TOKYO (Reuters) – Jumlah pernikahan di Jepang anjlok di tengah pandemi virus korona pada 2020, kemungkinan menambah rendahnya tingkat kelahiran dan masalah populasi yang menua di negara kaya itu.
Jepang tahun lalu melihat 537.583 pernikahan, turun 12,7 persen dari tahun sebelumnya – persentase penurunan terbesar sejak penurunan 15,1 persen pada tahun 1950, ketika ledakan pernikahan pasca-Perang Dunia II mulai gagal, Kementerian Kesehatan mengatakan pada hari Senin (22 Februari).
Tidak seperti di beberapa negara Barat, di Jepang hanya sedikit dari setiap 100 bayi yang lahir di luar nikah, menunjukkan korelasi yang lebih kuat antara jumlah pernikahan dan jumlah bayi yang lahir.
Beberapa pasangan menunda pernikahan mereka untuk menunggu sampai pertemuan besar seperti resepsi pernikahan dapat diadakan lagi, sementara yang lain dilanda kesulitan ekonomi dalam pandemi pasti menyerah pada pernikahan sama sekali, kata Takumi Fujinami, seorang analis di Japan Research Institute.
“Kemungkinan besar bahwa penurunan pernikahan pada tahun 2020 akan membebani jumlah kelahiran anak untuk jangka waktu tertentu mulai tahun ini dan seterusnya,” kata Fujinami.
“Saya mendengar banyak perempuan kehilangan pekerjaan selama pandemi, tetapi tidak banyak jaminan sosial yang ada untuk orang-orang ini, atau untuk kaum muda pada umumnya dan mereka yang baru menikah.
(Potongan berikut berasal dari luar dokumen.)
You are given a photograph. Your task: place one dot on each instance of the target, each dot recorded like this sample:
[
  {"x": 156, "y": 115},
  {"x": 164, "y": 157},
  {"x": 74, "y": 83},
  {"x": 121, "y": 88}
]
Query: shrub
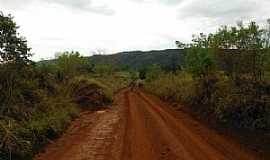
[{"x": 89, "y": 92}]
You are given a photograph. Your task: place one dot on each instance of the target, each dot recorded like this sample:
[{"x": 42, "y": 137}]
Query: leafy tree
[
  {"x": 13, "y": 47},
  {"x": 71, "y": 64}
]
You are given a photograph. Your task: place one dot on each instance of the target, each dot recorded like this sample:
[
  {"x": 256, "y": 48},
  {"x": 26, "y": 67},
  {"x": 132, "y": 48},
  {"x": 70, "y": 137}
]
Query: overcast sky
[{"x": 51, "y": 26}]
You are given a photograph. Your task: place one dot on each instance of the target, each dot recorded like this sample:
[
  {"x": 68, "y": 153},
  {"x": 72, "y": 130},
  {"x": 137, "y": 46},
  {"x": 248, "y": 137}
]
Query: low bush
[
  {"x": 179, "y": 88},
  {"x": 89, "y": 92}
]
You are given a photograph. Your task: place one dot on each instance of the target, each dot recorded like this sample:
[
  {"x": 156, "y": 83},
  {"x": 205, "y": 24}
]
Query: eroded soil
[{"x": 139, "y": 126}]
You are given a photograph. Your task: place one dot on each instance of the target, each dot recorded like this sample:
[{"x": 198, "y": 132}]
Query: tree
[
  {"x": 71, "y": 64},
  {"x": 13, "y": 47}
]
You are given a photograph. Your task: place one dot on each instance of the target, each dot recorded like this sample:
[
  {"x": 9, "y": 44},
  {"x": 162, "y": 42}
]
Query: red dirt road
[{"x": 141, "y": 127}]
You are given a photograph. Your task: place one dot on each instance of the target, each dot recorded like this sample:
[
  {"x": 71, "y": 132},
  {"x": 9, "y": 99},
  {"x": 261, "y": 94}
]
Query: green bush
[{"x": 179, "y": 87}]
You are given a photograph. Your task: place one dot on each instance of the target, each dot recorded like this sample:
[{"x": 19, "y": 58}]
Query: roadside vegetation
[
  {"x": 225, "y": 78},
  {"x": 38, "y": 100}
]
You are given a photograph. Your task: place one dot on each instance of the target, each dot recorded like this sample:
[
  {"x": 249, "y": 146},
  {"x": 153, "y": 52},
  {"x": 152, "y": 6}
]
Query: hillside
[{"x": 169, "y": 58}]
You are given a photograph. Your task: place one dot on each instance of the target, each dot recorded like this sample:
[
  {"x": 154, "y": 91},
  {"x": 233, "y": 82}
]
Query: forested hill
[{"x": 169, "y": 58}]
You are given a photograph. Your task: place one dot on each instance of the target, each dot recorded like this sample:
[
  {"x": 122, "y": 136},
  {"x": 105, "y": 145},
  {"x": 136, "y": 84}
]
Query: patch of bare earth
[{"x": 139, "y": 126}]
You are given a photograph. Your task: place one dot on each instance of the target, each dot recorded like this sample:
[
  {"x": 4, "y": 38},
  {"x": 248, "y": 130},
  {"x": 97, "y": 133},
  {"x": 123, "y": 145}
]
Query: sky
[{"x": 110, "y": 26}]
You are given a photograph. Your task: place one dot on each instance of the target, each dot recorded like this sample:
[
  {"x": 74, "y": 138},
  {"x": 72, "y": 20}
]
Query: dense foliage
[
  {"x": 39, "y": 100},
  {"x": 225, "y": 76}
]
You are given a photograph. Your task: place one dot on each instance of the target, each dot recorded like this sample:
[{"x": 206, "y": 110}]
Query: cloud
[
  {"x": 75, "y": 5},
  {"x": 85, "y": 5},
  {"x": 164, "y": 2},
  {"x": 220, "y": 10}
]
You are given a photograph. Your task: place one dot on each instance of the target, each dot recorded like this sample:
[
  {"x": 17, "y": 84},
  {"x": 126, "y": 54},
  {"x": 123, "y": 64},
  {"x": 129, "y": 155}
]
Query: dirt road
[{"x": 141, "y": 127}]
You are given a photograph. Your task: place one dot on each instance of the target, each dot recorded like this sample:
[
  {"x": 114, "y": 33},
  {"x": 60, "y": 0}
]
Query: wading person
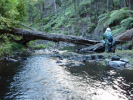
[{"x": 108, "y": 41}]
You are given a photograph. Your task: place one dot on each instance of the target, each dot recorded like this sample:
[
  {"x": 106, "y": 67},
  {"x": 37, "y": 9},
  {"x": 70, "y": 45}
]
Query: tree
[{"x": 130, "y": 4}]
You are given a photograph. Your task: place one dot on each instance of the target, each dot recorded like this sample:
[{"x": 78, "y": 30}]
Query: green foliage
[
  {"x": 127, "y": 23},
  {"x": 40, "y": 46},
  {"x": 11, "y": 11}
]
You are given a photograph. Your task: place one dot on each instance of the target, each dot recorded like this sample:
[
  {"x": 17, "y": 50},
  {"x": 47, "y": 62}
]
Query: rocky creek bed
[{"x": 73, "y": 58}]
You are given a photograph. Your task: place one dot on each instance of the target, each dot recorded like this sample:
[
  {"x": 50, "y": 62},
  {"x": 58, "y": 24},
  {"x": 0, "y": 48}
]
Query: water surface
[{"x": 40, "y": 78}]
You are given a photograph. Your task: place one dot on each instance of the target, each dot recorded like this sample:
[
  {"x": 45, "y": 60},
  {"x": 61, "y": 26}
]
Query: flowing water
[{"x": 41, "y": 78}]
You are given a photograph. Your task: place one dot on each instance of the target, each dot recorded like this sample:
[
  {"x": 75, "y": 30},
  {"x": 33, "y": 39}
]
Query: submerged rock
[{"x": 10, "y": 59}]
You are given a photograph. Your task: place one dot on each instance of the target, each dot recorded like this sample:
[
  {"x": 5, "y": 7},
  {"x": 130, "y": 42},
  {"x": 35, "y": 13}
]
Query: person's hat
[{"x": 108, "y": 29}]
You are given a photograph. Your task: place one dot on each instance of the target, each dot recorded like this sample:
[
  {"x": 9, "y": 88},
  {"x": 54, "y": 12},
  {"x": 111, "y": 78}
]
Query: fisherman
[{"x": 108, "y": 40}]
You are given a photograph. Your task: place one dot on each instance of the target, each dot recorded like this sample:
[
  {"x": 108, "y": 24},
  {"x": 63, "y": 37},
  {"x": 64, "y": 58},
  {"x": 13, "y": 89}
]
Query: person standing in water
[{"x": 108, "y": 40}]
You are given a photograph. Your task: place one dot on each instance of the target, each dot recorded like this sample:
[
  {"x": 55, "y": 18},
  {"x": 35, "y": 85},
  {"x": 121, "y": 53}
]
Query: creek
[{"x": 41, "y": 78}]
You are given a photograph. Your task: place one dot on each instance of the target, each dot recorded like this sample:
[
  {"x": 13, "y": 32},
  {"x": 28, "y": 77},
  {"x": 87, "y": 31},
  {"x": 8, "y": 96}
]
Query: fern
[
  {"x": 118, "y": 15},
  {"x": 128, "y": 22}
]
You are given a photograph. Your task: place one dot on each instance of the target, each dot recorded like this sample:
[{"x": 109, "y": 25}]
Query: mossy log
[{"x": 29, "y": 35}]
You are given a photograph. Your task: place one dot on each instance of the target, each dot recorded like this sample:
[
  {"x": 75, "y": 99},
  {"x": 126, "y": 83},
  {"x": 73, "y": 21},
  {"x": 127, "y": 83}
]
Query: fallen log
[
  {"x": 119, "y": 39},
  {"x": 29, "y": 35}
]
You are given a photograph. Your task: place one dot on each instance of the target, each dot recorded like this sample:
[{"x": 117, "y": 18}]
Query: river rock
[
  {"x": 10, "y": 59},
  {"x": 124, "y": 60},
  {"x": 115, "y": 58},
  {"x": 117, "y": 64}
]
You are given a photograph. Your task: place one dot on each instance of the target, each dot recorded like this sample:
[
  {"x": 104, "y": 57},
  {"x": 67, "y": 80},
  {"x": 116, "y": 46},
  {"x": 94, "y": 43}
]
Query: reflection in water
[{"x": 40, "y": 78}]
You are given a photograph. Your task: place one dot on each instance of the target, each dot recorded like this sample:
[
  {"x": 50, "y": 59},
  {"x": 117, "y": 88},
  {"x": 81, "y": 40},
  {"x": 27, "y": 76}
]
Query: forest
[{"x": 84, "y": 18}]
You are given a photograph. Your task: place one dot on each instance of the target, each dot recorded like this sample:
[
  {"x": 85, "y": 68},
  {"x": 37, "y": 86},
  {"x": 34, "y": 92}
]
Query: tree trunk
[
  {"x": 120, "y": 38},
  {"x": 29, "y": 35},
  {"x": 130, "y": 4}
]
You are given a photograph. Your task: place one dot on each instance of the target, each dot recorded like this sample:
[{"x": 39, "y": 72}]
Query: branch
[{"x": 26, "y": 26}]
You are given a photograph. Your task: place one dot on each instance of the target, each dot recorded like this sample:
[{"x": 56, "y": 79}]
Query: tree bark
[
  {"x": 29, "y": 35},
  {"x": 119, "y": 39},
  {"x": 130, "y": 4}
]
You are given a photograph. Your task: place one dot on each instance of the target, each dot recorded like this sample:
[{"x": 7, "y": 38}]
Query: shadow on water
[{"x": 41, "y": 78}]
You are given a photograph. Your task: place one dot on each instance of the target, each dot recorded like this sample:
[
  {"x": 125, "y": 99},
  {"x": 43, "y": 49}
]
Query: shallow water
[{"x": 40, "y": 78}]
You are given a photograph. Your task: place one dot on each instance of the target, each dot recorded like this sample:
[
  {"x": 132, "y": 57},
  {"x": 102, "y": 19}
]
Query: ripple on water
[{"x": 41, "y": 78}]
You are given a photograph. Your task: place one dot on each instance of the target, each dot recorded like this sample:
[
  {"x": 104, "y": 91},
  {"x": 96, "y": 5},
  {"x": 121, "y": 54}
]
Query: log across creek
[{"x": 93, "y": 45}]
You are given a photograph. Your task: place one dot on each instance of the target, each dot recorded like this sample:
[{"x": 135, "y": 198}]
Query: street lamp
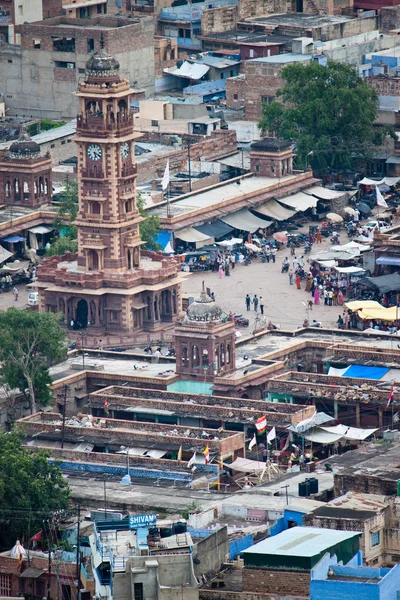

Sudah waktunya, saya pikir, untuk berpikir keras tentang masalah ini,” katanya.
Jumlah bayi yang lahir setiap tahun di Jepang hampir setengahnya selama 40 tahun hingga 2019, membuat mantan perdana menteri Shinzo Abe menyebut fenomena itu sebagai “krisis nasional”.
Tingkat kelahiran yang menurun dan umur panjang orang tua telah menjadikan negara ini masyarakat paling tua di dunia, dengan 35,9 juta orang – 28 persen dari populasi – berusia 65 tahun ke atas.
Kasus Covid-19 harian di Jepang telah menurun dalam beberapa pekan terakhir setelah memuncak pada awal Januari, meskipun Tokyo dan sembilan prefektur lainnya masih dalam keadaan darurat.
Jepang telah mencatat total kumulatif sekitar 426.000 kasus dan 7.549 kematian terkait, menurut penyiar publik NHK.